If there’s anything I can do to help push these changes along, I’m dying to get involved in OSS.

I had the same problem with pydantic. In my case that is the MUST. Looks like this problem is still ignored and the only solution is to use different library such as Marshmallow, Attrs or Dataclass

+1, “allowing fields with underscores” is necessary for mongodb issue. Using aliases is just workaround and not very handsome

I’m very new to pydantic, however i’m really impressed and really like it, however with the current implementation filtering out any field starting with an underscore which is completely unconfigurable main.py 162 except monkey patching is not really acceptable. So I think it is really necessary to add an additional configuration parameter.

Hello @samuelcolvin 👋

I just started using pydantic along with FastAPI and pymongo. I used alias like @pdonorio mentions above. But I would like to understand why attributes starting with underscore are disallowed in the first place?

Thanks for your suggestions, It appears I have managed to solve this problem at least at the moment, by changing the design and going for composition instead of inheritance. So I have now my model classes which have a class attribute called schema_class which is type bound to my schema superclass (a Pydantic BaseModel extension) and they have a from_data and to_data methods, which allows to read the serialized structure, validate the model using the schema_class, and store it as data storage as self.data into the model class. With the composition design I have also managed to create a PersistenceEnabled mixin which allow me to extend the main Model with SQLAlchemy persistence, using the same pattern, by declaring a db_class class attribute, and providing saving, loading and searching features on the model. This of course requires to have 3 classes implemented:

  1. The main domain related Model class (e.g.: MyModel) which now can mixin with all other regular python classes;
  2. The Pydantic schema class (e.g.: MyModelSchema) which does all of the validation and serialization business;
  3. If the domain model needs persistence also a db class (e.g.: MyModelDB) which does all of the CRUD business behind the scenes, and allows also for transaction participation (in case of multiple items operation).

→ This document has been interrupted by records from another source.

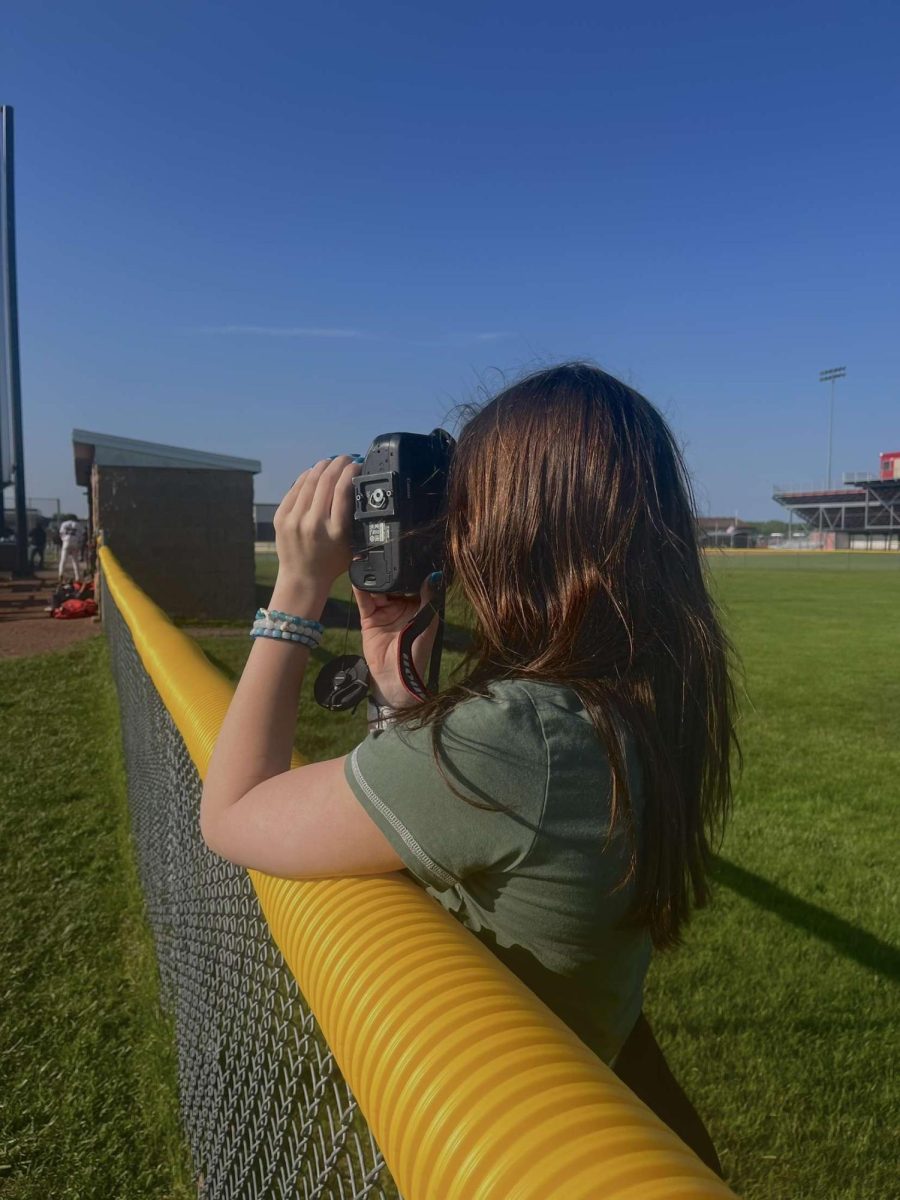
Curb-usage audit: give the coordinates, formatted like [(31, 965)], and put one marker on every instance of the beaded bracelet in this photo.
[(285, 628), (310, 641), (274, 615)]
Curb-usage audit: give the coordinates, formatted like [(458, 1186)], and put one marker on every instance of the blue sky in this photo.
[(279, 229)]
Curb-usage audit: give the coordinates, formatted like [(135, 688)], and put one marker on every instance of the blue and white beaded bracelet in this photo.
[(286, 628)]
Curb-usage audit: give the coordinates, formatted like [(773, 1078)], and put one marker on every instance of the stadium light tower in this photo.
[(829, 377)]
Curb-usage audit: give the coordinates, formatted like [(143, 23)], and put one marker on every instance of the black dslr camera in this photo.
[(397, 539), (400, 498)]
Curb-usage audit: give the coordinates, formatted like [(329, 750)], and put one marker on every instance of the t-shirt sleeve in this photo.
[(491, 751)]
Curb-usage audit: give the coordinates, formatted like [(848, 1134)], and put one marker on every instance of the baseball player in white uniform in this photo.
[(71, 544)]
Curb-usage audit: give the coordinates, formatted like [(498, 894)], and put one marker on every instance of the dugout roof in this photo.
[(108, 450)]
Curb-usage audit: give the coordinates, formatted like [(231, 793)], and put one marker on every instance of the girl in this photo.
[(562, 797)]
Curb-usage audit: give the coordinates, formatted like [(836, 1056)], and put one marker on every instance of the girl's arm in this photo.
[(255, 810)]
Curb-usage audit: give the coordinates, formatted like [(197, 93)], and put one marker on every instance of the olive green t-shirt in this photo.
[(526, 865)]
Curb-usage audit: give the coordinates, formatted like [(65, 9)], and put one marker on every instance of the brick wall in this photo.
[(185, 535)]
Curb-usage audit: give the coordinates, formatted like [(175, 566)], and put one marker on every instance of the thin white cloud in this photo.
[(285, 331)]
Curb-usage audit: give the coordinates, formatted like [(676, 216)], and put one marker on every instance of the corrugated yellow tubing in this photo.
[(472, 1087)]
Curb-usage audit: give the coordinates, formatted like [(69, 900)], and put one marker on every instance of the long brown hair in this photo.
[(570, 531)]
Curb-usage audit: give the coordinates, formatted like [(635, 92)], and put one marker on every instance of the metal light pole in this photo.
[(829, 377), (10, 335)]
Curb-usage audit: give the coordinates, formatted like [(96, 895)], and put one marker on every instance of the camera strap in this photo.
[(343, 682), (409, 676)]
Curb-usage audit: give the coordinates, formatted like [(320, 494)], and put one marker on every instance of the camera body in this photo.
[(400, 497)]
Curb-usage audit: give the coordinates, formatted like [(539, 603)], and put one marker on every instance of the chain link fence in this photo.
[(264, 1107)]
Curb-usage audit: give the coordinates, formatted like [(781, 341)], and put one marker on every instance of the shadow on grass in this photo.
[(847, 939)]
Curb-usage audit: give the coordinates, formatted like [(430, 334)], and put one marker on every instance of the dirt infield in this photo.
[(25, 625)]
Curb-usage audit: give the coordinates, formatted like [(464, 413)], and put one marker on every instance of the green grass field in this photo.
[(779, 1013), (89, 1098)]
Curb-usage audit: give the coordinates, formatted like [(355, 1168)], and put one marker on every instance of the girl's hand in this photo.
[(312, 528), (383, 618)]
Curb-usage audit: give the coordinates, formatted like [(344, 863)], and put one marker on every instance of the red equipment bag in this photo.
[(71, 609)]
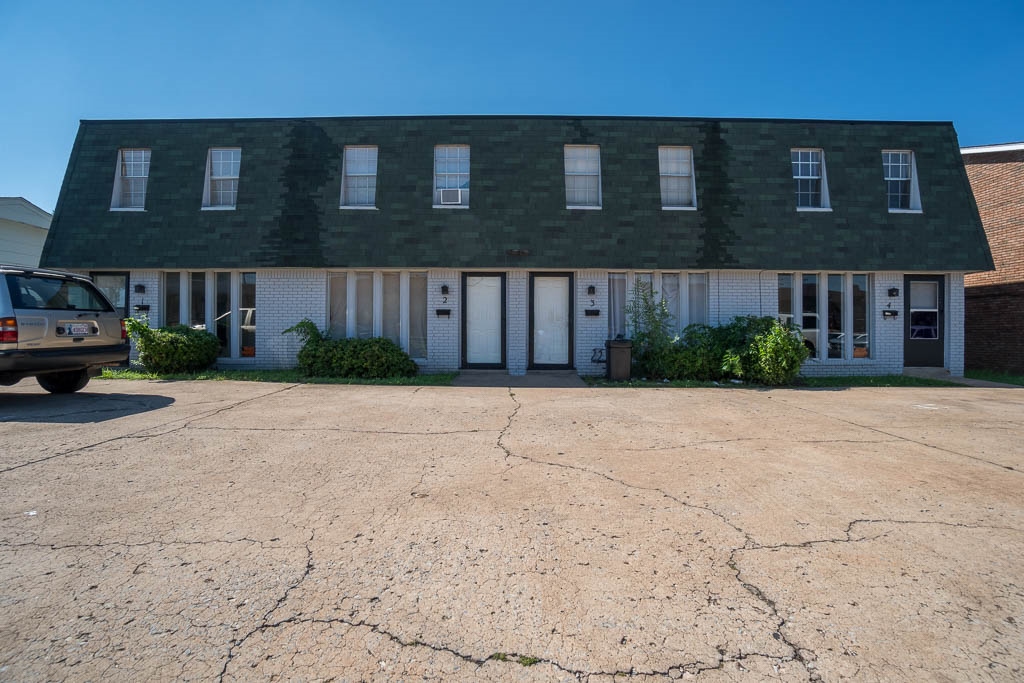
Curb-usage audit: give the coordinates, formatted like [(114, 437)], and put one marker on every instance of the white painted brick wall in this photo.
[(954, 324), (286, 296), (443, 334), (887, 337), (517, 321), (591, 333), (283, 298), (154, 297)]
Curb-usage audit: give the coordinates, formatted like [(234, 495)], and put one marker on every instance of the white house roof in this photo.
[(20, 210)]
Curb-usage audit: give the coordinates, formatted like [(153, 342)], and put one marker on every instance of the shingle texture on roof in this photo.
[(290, 185)]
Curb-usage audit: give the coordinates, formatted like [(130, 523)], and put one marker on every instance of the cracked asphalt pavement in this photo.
[(221, 530)]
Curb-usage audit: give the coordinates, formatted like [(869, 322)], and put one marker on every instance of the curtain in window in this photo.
[(616, 305), (698, 298), (670, 292), (418, 314), (391, 324), (339, 304), (364, 305), (172, 298)]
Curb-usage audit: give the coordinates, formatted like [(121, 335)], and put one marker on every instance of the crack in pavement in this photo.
[(142, 544), (753, 438), (345, 431), (798, 652), (900, 437), (692, 668), (140, 433), (232, 648)]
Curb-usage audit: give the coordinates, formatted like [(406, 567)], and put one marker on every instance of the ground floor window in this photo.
[(685, 295), (222, 302), (845, 300), (375, 303)]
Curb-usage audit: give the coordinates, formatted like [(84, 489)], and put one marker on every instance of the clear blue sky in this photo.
[(62, 61)]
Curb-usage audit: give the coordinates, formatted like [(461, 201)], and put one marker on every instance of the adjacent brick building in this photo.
[(515, 242), (994, 321)]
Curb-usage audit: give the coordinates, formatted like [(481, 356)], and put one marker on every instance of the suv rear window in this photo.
[(41, 293)]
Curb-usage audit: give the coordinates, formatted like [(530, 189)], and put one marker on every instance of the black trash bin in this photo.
[(619, 353)]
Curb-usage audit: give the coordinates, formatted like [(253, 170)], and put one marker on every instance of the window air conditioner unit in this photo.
[(452, 196)]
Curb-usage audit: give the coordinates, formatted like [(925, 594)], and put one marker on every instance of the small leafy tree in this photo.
[(651, 326)]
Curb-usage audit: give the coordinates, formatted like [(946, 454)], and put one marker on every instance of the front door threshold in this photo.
[(553, 379), (927, 373)]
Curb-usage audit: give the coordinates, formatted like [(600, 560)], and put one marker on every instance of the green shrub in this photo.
[(177, 348), (778, 353), (653, 337), (365, 358), (755, 349)]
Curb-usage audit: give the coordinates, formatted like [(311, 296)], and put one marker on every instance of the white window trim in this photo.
[(345, 174), (683, 313), (206, 182), (600, 188), (434, 189), (825, 200), (184, 309), (914, 187), (116, 197), (378, 303), (692, 176), (797, 301)]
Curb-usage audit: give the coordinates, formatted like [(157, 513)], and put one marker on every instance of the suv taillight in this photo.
[(8, 330)]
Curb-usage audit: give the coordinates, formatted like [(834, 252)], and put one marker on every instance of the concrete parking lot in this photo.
[(198, 530)]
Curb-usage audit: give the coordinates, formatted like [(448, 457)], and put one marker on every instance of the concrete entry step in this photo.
[(554, 379), (943, 374)]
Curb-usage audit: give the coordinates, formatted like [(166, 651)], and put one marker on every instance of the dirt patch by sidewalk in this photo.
[(235, 530)]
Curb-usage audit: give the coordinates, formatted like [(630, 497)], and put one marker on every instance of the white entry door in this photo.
[(483, 319), (552, 316)]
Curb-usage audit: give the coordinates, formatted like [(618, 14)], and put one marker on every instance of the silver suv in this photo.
[(56, 327)]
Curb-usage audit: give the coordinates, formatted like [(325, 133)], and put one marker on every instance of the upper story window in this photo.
[(809, 177), (221, 189), (452, 175), (676, 166), (583, 176), (901, 180), (358, 177), (130, 179)]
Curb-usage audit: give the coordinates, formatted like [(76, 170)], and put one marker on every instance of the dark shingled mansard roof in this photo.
[(290, 184)]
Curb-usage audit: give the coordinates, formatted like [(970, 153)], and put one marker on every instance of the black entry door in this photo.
[(924, 344)]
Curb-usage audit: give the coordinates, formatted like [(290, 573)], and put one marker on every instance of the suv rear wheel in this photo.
[(69, 382)]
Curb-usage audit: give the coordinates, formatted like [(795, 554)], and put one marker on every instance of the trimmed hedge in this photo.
[(177, 348), (763, 350), (364, 358)]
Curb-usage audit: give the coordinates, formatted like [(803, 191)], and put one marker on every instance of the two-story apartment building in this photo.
[(515, 242)]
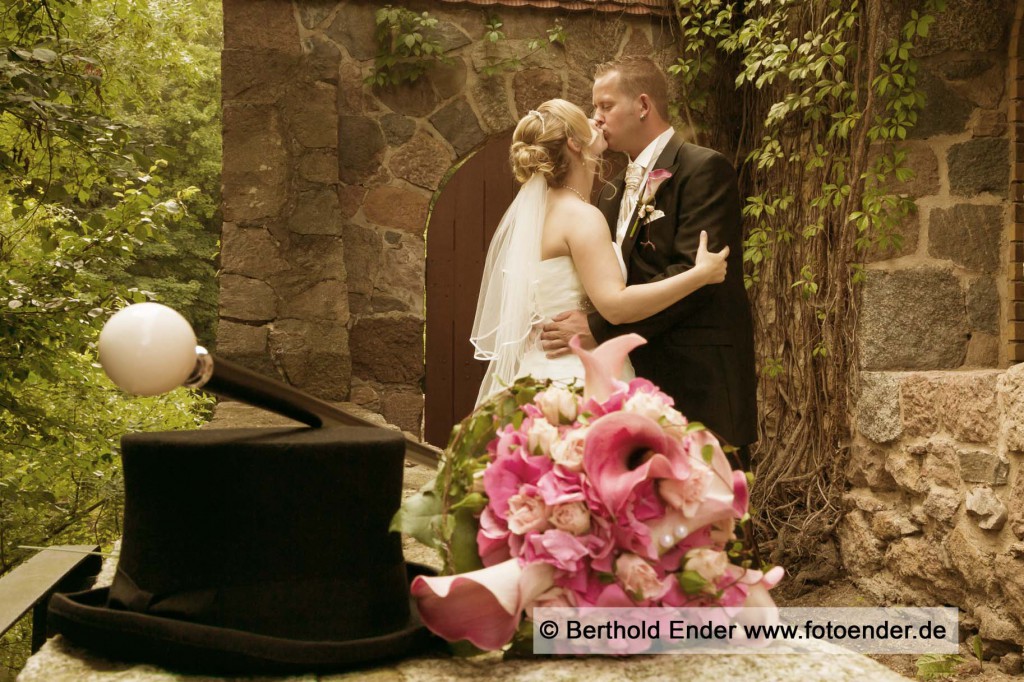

I didn’t really solve the problem, but I went around it. Every piece is smaller, has clearer responsibilities and doesn’t cause interference between the different frameworks.

Can the original question be solved in any way? I tried using alias, but still model._foo = False raises the same error.

#1679 would probably be a good solution

The solution for me was using aliases and by_alias when exporting the model. Using the example from @Seshirantha that would look as follows:

class FileMetadata(BaseModel):
    id: str = Field(alias="_id") # can be done using the Config class
    created_date: str

input_data = {"_id": "some id", "created_date": today()}
FileMetadata(**input_data).dict(by_alias=True)

That should return {"_id": "some id", "created_date": "whatever today is"}

I am using Pydantic with pymongo therefore having access to _id and _meta on the validated model is very important.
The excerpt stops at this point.